Tuesday 12 October 2010

*Gulp...*

Sometimes you just KNOW it's going to be bad.  In the case of this particular director, the wider his grin and the more he giggles quietly to himself, the worse it's going to be.  So when his smile stretched almost off his face as he turned to me, I though, oh no.... But.  Oh YES. 

Two of the things that - I won't say scare me exactly, but - make me nervous - are spontaneous conversation in German and interacting with strangers in a packed social environment.  One particular scene in this production is going to move everyone, audience and singers alike, into the main foyer / bar of the theatre.  Oh, thought I naively, I'm fine with that.  I know my words and this could be fun.
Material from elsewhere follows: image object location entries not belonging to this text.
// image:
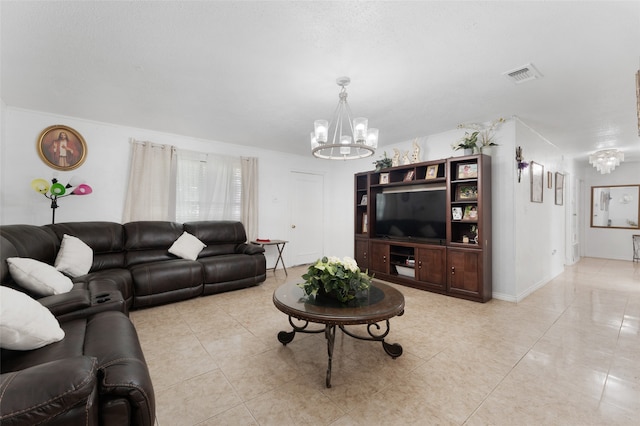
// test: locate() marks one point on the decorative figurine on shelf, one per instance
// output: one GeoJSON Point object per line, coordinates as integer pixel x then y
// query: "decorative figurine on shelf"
{"type": "Point", "coordinates": [383, 163]}
{"type": "Point", "coordinates": [395, 161]}
{"type": "Point", "coordinates": [415, 157]}
{"type": "Point", "coordinates": [57, 190]}
{"type": "Point", "coordinates": [405, 159]}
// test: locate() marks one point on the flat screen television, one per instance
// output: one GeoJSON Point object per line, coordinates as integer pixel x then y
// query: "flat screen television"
{"type": "Point", "coordinates": [412, 215]}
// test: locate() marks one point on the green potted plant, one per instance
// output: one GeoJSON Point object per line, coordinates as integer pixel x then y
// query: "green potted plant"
{"type": "Point", "coordinates": [383, 163]}
{"type": "Point", "coordinates": [335, 278]}
{"type": "Point", "coordinates": [485, 134]}
{"type": "Point", "coordinates": [469, 143]}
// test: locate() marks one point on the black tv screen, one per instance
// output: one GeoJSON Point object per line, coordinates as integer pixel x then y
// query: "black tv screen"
{"type": "Point", "coordinates": [420, 214]}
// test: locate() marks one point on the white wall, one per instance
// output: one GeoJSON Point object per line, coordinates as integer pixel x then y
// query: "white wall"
{"type": "Point", "coordinates": [539, 227]}
{"type": "Point", "coordinates": [106, 170]}
{"type": "Point", "coordinates": [603, 242]}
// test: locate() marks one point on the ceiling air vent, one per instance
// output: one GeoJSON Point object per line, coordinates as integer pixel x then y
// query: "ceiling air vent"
{"type": "Point", "coordinates": [523, 74]}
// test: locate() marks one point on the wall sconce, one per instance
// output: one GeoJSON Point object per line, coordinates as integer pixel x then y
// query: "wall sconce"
{"type": "Point", "coordinates": [520, 162]}
{"type": "Point", "coordinates": [57, 190]}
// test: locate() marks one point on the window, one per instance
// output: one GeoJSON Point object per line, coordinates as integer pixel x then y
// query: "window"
{"type": "Point", "coordinates": [208, 187]}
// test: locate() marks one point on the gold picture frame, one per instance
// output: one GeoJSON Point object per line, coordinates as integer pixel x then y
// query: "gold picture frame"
{"type": "Point", "coordinates": [432, 171]}
{"type": "Point", "coordinates": [467, 171]}
{"type": "Point", "coordinates": [466, 192]}
{"type": "Point", "coordinates": [61, 147]}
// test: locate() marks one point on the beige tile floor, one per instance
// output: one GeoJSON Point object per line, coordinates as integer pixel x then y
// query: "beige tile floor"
{"type": "Point", "coordinates": [569, 354]}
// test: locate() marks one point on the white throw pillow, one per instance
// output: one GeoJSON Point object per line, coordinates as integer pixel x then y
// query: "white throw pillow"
{"type": "Point", "coordinates": [187, 246]}
{"type": "Point", "coordinates": [24, 323]}
{"type": "Point", "coordinates": [75, 257]}
{"type": "Point", "coordinates": [38, 277]}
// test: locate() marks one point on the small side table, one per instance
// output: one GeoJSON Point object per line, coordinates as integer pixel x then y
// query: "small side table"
{"type": "Point", "coordinates": [280, 246]}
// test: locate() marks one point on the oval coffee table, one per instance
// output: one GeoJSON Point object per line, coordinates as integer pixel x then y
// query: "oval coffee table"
{"type": "Point", "coordinates": [380, 303]}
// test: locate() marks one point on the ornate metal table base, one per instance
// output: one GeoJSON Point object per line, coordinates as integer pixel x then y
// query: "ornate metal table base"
{"type": "Point", "coordinates": [394, 350]}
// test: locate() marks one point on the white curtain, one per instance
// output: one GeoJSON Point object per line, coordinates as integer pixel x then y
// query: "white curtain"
{"type": "Point", "coordinates": [209, 187]}
{"type": "Point", "coordinates": [250, 196]}
{"type": "Point", "coordinates": [151, 190]}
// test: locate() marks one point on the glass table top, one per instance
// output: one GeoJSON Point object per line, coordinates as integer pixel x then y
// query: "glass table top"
{"type": "Point", "coordinates": [380, 302]}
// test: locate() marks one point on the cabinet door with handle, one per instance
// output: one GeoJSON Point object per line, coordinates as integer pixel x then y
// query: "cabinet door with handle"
{"type": "Point", "coordinates": [465, 272]}
{"type": "Point", "coordinates": [362, 254]}
{"type": "Point", "coordinates": [430, 263]}
{"type": "Point", "coordinates": [379, 259]}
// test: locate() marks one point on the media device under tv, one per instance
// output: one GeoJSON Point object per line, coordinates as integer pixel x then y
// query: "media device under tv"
{"type": "Point", "coordinates": [412, 215]}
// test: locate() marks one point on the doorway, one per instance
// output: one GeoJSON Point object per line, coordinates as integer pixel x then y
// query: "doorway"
{"type": "Point", "coordinates": [306, 233]}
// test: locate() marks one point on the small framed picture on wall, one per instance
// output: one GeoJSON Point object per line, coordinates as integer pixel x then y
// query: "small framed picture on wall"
{"type": "Point", "coordinates": [559, 189]}
{"type": "Point", "coordinates": [62, 148]}
{"type": "Point", "coordinates": [537, 181]}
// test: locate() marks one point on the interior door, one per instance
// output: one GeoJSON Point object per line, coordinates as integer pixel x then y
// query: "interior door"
{"type": "Point", "coordinates": [307, 218]}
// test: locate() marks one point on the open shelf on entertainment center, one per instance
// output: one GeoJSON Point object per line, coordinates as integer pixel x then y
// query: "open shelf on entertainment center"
{"type": "Point", "coordinates": [456, 260]}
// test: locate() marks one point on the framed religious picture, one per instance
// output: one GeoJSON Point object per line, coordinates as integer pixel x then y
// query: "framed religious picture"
{"type": "Point", "coordinates": [432, 172]}
{"type": "Point", "coordinates": [559, 189]}
{"type": "Point", "coordinates": [62, 148]}
{"type": "Point", "coordinates": [537, 184]}
{"type": "Point", "coordinates": [468, 171]}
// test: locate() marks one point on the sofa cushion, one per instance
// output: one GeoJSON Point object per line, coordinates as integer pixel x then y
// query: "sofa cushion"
{"type": "Point", "coordinates": [231, 267]}
{"type": "Point", "coordinates": [187, 246]}
{"type": "Point", "coordinates": [168, 281]}
{"type": "Point", "coordinates": [65, 393]}
{"type": "Point", "coordinates": [24, 323]}
{"type": "Point", "coordinates": [220, 236]}
{"type": "Point", "coordinates": [75, 257]}
{"type": "Point", "coordinates": [39, 277]}
{"type": "Point", "coordinates": [106, 239]}
{"type": "Point", "coordinates": [149, 241]}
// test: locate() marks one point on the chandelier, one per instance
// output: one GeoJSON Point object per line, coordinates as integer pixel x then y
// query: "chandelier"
{"type": "Point", "coordinates": [605, 161]}
{"type": "Point", "coordinates": [352, 138]}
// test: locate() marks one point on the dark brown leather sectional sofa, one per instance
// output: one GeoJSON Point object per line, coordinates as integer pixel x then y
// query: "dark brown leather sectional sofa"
{"type": "Point", "coordinates": [97, 374]}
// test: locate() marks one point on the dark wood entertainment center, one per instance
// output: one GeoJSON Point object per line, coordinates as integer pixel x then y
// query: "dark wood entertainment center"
{"type": "Point", "coordinates": [458, 265]}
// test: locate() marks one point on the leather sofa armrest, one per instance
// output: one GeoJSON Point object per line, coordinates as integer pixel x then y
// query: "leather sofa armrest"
{"type": "Point", "coordinates": [56, 392]}
{"type": "Point", "coordinates": [60, 304]}
{"type": "Point", "coordinates": [249, 249]}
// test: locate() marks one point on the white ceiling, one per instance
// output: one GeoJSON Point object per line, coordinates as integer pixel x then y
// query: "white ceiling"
{"type": "Point", "coordinates": [259, 73]}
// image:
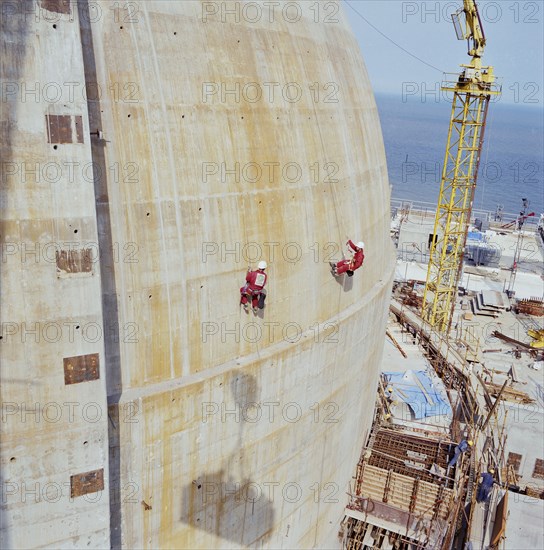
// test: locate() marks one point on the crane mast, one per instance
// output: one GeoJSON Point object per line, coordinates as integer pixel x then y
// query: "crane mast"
{"type": "Point", "coordinates": [472, 91]}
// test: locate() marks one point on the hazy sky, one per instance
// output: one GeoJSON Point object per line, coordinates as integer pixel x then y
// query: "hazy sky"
{"type": "Point", "coordinates": [514, 31]}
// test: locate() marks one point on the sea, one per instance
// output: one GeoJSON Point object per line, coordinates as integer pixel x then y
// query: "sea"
{"type": "Point", "coordinates": [511, 165]}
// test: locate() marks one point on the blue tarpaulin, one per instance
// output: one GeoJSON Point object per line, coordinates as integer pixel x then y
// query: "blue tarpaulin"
{"type": "Point", "coordinates": [406, 388]}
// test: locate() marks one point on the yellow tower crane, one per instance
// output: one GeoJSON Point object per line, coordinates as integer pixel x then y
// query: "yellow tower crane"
{"type": "Point", "coordinates": [471, 94]}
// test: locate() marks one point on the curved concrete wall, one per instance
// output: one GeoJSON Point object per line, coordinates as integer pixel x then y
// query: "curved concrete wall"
{"type": "Point", "coordinates": [225, 429]}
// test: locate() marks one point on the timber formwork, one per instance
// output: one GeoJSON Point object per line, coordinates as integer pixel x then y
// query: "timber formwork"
{"type": "Point", "coordinates": [397, 502]}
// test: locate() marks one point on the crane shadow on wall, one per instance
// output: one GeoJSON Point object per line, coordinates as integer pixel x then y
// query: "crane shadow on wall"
{"type": "Point", "coordinates": [226, 502]}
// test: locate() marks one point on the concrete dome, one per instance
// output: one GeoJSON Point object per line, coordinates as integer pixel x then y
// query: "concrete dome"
{"type": "Point", "coordinates": [188, 142]}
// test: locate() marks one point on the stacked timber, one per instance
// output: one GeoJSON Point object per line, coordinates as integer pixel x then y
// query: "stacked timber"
{"type": "Point", "coordinates": [532, 306]}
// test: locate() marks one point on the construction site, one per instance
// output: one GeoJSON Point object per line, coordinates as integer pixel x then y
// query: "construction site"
{"type": "Point", "coordinates": [447, 447]}
{"type": "Point", "coordinates": [480, 382]}
{"type": "Point", "coordinates": [432, 361]}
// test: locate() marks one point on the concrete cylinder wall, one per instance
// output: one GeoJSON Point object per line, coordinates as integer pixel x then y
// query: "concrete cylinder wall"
{"type": "Point", "coordinates": [225, 429]}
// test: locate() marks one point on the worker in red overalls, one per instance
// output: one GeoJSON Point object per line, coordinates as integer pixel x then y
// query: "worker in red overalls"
{"type": "Point", "coordinates": [352, 264]}
{"type": "Point", "coordinates": [255, 281]}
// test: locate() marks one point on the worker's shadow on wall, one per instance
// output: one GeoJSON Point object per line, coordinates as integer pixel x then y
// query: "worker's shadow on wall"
{"type": "Point", "coordinates": [226, 502]}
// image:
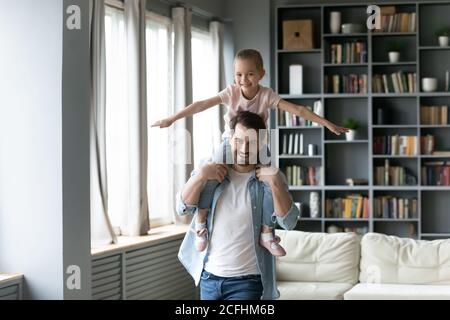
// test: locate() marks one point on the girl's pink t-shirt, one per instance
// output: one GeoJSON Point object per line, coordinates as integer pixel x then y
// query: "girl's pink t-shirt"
{"type": "Point", "coordinates": [235, 101]}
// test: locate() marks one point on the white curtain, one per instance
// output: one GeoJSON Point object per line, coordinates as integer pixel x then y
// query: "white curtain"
{"type": "Point", "coordinates": [136, 219]}
{"type": "Point", "coordinates": [101, 229]}
{"type": "Point", "coordinates": [181, 131]}
{"type": "Point", "coordinates": [216, 29]}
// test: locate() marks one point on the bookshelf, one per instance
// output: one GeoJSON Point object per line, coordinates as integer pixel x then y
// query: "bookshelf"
{"type": "Point", "coordinates": [340, 159]}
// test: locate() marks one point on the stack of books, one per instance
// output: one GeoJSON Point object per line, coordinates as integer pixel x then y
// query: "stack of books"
{"type": "Point", "coordinates": [348, 52]}
{"type": "Point", "coordinates": [303, 175]}
{"type": "Point", "coordinates": [397, 82]}
{"type": "Point", "coordinates": [389, 207]}
{"type": "Point", "coordinates": [292, 144]}
{"type": "Point", "coordinates": [396, 22]}
{"type": "Point", "coordinates": [290, 120]}
{"type": "Point", "coordinates": [437, 115]}
{"type": "Point", "coordinates": [436, 173]}
{"type": "Point", "coordinates": [353, 206]}
{"type": "Point", "coordinates": [388, 175]}
{"type": "Point", "coordinates": [351, 83]}
{"type": "Point", "coordinates": [395, 145]}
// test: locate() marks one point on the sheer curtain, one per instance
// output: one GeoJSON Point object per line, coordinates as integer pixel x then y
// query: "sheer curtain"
{"type": "Point", "coordinates": [101, 229]}
{"type": "Point", "coordinates": [159, 101]}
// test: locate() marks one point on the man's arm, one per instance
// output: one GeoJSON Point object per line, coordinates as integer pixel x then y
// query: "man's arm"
{"type": "Point", "coordinates": [277, 198]}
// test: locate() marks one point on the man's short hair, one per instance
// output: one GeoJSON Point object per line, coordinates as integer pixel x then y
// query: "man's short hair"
{"type": "Point", "coordinates": [249, 120]}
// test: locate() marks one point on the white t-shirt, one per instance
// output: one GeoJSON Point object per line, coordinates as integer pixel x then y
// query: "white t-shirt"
{"type": "Point", "coordinates": [231, 245]}
{"type": "Point", "coordinates": [235, 101]}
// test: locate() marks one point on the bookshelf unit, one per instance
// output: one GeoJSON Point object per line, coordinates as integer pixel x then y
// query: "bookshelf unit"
{"type": "Point", "coordinates": [340, 159]}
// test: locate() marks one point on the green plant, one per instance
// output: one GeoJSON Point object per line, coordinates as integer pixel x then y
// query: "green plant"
{"type": "Point", "coordinates": [443, 32]}
{"type": "Point", "coordinates": [395, 46]}
{"type": "Point", "coordinates": [351, 123]}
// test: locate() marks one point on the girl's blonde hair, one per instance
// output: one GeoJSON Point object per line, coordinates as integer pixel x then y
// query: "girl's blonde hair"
{"type": "Point", "coordinates": [252, 54]}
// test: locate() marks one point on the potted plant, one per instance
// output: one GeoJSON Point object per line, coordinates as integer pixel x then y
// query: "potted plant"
{"type": "Point", "coordinates": [443, 34]}
{"type": "Point", "coordinates": [394, 49]}
{"type": "Point", "coordinates": [353, 125]}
Until that grin.  Blithely, he told me that I each night I would be expected to shoot off the stage before most of the others and get into conversation with some poor unsuspecting members of the public in the centre of the foyer, breaking off only when the action recommenced with a colleague tapping me on the shoulder and the dialogue starting up again.  All the while zoomed in on by one of the video guys, with the resulting images loud and clear on the screens.  Oh, and did I mention the possibility of having to bring with me two chorus members?  On dog leads?  Please don't ask.

Um.  AAAAARGH!!!  I think the sadist was hugely amused by my reaction.  I'm trying to think of how to get him back, but my brain is still in panic mode and I can't yet summon up anything vicious enough.

I reckon the only way through is to treat it as an acting exercise for which I actually get paid.  My character would I'm damned sure have no problem with the situation and would sail breezily through.  Fake it till you make it.  Etc.  Still, I feel much as the above squirrel did when he objected in machine-gun rapid coughs to my being near his tree.  Only without the gorgeous bushy tail to make my point for me!! 

Could be worse, though.  The rehearsals are fun, the costumes and wigs look as though they're going to be fantastic (although I have to say, trying on knickerbockers with added cellulite around the thighs and rear didn't do huge amounts for me - until I realised that it was a darned sight easier to remove than common-or-garden cellulite) and... I have English butter!!  Hooray.  Everything can be endured with the help of proper English butter.  Kindly brought by friends from England who cheered up my Sunday by making the effort to come and visit between engagements elsewhere; you know who you are, and THANK YOU!

1 comment:

  1. Amazing! It's as if you had a master planner custom-designing perfect growth opportunities for you!